There may never be a “Year of the Linux desktop” per se, but Linux on Windows, via the Windows Subsystem for Linux (WSL), is certainly gaining popularity. Canonical, Ubuntu Linux’s parent company, has just announced it will help sponsor WSLConf, the first WSL-specific conference.
Hayden Barnes, the founder of Whitewater Foundry, a startup focusing on Windows Subsystem for Linux (WSL) and sponsor of Pengwin, Whitewater’s Linux for Windows, started the conference. WSLconf will be held from March 10 to March 11, 2020, at Building 20 on the Microsoft HQ campus in Redmond, Wash.
Canonical, which recently revealed it’s making WSL a priority for Ubuntu, stated it would be a featured sponsor of WSLConf. Besides Canonical, Microsoft, and Whitewater Foundry, speakers from Docker, Kali Linux, Rancher Labs, and wslutilities will also appear at the conference.

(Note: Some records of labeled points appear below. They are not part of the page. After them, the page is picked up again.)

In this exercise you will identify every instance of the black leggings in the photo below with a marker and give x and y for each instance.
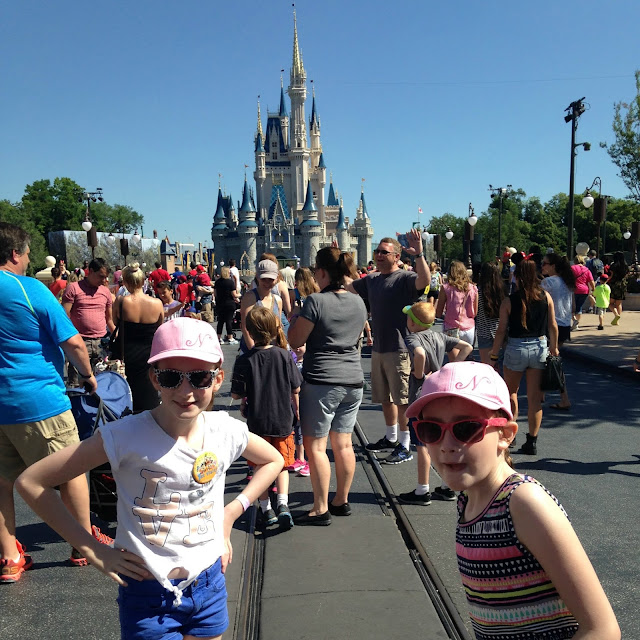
(225, 316)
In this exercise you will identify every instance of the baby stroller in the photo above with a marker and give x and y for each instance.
(111, 402)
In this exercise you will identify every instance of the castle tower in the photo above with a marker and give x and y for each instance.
(363, 231)
(247, 226)
(311, 230)
(260, 173)
(219, 230)
(298, 149)
(342, 232)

WSL is meant primarily for developers and system administrators, not ordinary end-users. For example, at the conference, there will be talks on building Kubernetes on WSL; demos of WSL integration with the Visual Studio and JetBrains IDEs; and WSL for long-time Unix/Linux system administrators.
At the same time, Microsoft is also extending its office programs to the traditional Linux desktop. For the first time, an MS-Office program, Microsoft Teams, will be available to run natively on Linux.
At one time, the idea that the Windows and Linux desktops would cross-pollinate with each other would be dismissed as downright silly. That was then. This is now. The two rival desktops are integrating. Who would have guessed?